Published online by Cambridge University Press: 28 March 2008
Government regulation of business in America has reflected a unique mix of ideas, policies, and institutional arrangements. In Europe, Japan, Canada, and Latin America, combinations of state-owned enterprise and discretionary administrative supervision were the normal forms of governmental control of business. In the United States, by contrast, semi-autonomous bureaucracies, with formalized procedures and close judicial oversight, developed detailed control over a substantial segment of private enterprise.

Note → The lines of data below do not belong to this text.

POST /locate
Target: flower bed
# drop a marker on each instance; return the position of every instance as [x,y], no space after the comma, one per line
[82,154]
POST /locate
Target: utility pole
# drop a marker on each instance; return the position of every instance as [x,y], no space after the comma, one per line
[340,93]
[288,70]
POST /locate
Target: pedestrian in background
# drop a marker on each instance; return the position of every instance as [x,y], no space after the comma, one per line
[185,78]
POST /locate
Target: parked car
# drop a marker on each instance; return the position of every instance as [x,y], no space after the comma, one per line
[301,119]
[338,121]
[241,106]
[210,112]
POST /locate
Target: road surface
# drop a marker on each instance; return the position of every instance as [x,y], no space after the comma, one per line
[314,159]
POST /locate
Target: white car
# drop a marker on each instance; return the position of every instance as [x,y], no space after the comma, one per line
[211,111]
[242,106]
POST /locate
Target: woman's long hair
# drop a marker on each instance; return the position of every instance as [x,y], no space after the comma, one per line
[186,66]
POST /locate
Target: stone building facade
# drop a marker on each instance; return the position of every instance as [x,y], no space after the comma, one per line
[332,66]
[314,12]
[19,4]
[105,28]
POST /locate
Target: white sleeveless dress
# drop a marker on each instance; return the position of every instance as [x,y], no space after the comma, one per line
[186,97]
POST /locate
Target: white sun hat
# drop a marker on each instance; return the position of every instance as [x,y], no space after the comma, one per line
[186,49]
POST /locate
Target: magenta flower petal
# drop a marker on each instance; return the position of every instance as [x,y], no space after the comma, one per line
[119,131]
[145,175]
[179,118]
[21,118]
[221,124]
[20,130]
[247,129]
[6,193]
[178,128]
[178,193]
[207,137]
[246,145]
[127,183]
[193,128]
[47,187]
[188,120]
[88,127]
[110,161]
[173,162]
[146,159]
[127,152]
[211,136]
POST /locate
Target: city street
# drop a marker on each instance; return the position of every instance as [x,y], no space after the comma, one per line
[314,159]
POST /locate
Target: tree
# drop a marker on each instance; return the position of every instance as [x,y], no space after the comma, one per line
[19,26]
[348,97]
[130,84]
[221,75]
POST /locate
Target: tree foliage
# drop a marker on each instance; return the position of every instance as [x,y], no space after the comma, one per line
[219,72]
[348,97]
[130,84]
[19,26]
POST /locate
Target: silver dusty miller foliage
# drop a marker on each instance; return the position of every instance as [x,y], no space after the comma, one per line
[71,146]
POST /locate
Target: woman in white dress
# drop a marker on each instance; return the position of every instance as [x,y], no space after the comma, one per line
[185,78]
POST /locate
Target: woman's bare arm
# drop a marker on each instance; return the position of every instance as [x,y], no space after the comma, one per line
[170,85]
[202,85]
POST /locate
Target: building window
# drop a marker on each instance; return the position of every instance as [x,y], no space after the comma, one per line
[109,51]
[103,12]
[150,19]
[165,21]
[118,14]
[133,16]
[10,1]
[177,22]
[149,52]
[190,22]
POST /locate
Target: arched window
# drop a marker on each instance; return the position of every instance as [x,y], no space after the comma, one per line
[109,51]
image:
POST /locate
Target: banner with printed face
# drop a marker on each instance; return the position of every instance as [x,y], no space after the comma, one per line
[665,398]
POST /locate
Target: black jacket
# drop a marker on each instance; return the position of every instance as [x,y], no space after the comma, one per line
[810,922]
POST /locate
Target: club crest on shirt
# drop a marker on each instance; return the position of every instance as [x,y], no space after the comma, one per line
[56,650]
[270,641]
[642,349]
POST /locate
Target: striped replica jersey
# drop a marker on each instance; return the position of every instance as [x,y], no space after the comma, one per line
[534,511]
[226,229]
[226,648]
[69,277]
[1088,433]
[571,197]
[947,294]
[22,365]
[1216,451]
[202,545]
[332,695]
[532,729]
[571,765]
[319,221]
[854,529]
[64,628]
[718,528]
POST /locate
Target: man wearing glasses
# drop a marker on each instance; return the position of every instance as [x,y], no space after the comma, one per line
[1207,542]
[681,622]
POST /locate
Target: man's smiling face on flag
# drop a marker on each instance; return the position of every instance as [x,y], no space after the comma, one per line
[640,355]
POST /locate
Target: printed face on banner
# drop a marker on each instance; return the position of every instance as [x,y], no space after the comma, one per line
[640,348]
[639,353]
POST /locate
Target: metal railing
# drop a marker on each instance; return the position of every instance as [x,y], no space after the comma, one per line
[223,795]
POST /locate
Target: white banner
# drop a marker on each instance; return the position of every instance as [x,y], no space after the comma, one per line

Government regulation in the United States has generally not been an affirmative public act, primarily because the citizenry has been so suspicious of central government authority. In political debate, proponents of regulation have felt compelled to argue that some sorts of market or managerial failure justified regulatory intervention. These include what economists call externalities (such as environmental effluents), informational problems (such as consumer-product labeling), public goods (airwaves or the banking system), the presence of natural monopoly (in which one firm has lower unit costs than two or more firms at any level of output), and anticompetitive behavior (leading to price discrimination or collusion). Yet, quite often the impetus for federal regulation came from business managers seeking to mitigate “excessive” domestic or international competition, macroeconomic instabilities, perceived structural problems (such as depleting resources), or even political interference (from state and local legislatures or popular movements).